Eye For Film >> Movies >> We Can't Go Home Again (1976) Film Review
We Can't Go Home Again
Reviewed by: Robert Munro
Best known for directing some excellent Fifties Hollywood movies – In A Lonely Place, Johnny Guitar, Rebel Without A Cause et al – Nicholas Ray made this experimental feature in the 1970s after Hollywood decided it was through with him, and he decided he was through with them. It is a sad end to a fine, fine career.
A disjointed and incoherent mess, the film was made by Ray and his students at a New York University where he was hired to teach cinema. Like most of the decisions made throughout his life, Ray went with his gut and taught cinema his own way. No stuffy lectures, or castrated analysis of the medium. Grab a camera.

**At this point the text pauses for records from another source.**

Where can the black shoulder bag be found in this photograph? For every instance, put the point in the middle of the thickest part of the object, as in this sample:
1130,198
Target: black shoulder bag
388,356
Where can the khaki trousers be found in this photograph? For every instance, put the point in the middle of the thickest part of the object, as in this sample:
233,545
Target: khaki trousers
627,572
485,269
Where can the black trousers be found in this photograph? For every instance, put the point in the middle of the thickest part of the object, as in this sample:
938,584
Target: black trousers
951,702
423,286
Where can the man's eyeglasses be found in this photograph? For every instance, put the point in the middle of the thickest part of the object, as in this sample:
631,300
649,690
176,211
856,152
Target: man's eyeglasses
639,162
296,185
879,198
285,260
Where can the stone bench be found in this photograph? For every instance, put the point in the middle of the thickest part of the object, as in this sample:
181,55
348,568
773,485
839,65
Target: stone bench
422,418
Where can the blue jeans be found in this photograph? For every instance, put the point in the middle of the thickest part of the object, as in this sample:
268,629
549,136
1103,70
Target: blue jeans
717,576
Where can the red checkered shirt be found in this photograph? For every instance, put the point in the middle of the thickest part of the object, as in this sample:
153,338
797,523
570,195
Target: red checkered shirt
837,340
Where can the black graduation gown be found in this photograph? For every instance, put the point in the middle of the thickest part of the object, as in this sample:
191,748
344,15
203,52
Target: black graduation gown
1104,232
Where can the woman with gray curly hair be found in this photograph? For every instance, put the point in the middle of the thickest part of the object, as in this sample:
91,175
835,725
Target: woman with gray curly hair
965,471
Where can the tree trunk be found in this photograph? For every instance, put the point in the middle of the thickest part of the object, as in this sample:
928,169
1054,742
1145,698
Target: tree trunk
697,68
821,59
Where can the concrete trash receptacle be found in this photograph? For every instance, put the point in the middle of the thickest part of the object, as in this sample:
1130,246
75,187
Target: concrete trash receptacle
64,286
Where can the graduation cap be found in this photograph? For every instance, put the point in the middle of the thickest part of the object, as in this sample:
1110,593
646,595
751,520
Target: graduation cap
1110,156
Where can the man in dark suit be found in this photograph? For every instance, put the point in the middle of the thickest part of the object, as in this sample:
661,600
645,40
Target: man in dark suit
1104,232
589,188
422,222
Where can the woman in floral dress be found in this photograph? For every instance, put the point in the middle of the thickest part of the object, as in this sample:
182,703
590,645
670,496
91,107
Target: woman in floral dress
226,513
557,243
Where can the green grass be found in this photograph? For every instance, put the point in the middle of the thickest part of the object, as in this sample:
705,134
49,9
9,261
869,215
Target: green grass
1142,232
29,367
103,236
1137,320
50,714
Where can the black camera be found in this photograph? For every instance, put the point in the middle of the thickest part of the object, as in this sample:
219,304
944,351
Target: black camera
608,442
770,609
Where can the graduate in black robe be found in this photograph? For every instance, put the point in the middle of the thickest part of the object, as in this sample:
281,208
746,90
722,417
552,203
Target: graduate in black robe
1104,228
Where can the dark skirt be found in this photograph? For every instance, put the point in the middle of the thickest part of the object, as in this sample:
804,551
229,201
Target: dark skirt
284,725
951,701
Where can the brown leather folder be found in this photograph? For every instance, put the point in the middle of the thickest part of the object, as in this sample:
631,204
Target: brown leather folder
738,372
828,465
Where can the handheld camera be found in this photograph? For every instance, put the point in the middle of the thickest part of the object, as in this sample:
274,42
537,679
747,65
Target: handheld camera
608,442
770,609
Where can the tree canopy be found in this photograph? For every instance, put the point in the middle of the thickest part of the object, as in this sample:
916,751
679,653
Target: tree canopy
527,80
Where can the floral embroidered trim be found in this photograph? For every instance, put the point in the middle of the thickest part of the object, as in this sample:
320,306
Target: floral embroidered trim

Make a film.
The students were involved in all aspects of the production of the film, everyone swapping roles as varied as acting, sound, camera, lighting and editing. Each, including Ray, plays a semi-fictionalised version of themselves in a narrative-free progression designed to reflect the shattered dreams and disillusionment felt by a Seventies generation betrayed by Vietnam and Watergate; by the Chicago riots (in which Ray lost sight in his right eye); by the assassination of JFK; in short by the American dream, dreamt for them and not by them.
The film is composed of several different pieces of film superimposed on to the same screen – a collage of film which pulls your eyes everywhere trying to find the story. Ray thought of it as a cinematic interpretation of something like Picasso’s Guernica; the screen is filled with four, sometimes five different images (even shot on different film: Super 8mm, 16mm and 32mm). Added to that there are seemingly random splashes of colour and what looks like the inverted negative obscuring an actor’s face.
Truth be told, it is annoying as hell and becomes very tired, very quickly. There a few (very brief) moments where a golden nugget of cinema shines through. Most involve seemingly honest conversations with the lost youths and their proverbial master. Most emphatic is a prolonged shot of one of the students hacking off his beard in tears. We’ve no idea why he’s hacking it off, but the emotion is genuine and the camera’s gaze (for once) unwavering.
But these moments are few and far between. For the most part it's a turgid watch, with Ray’s alcoholism and deteriorating state of mind sadly mirrored in this shambolic attempt to relive past glories or forge new boundaries. It does neither and very little of anything in between either.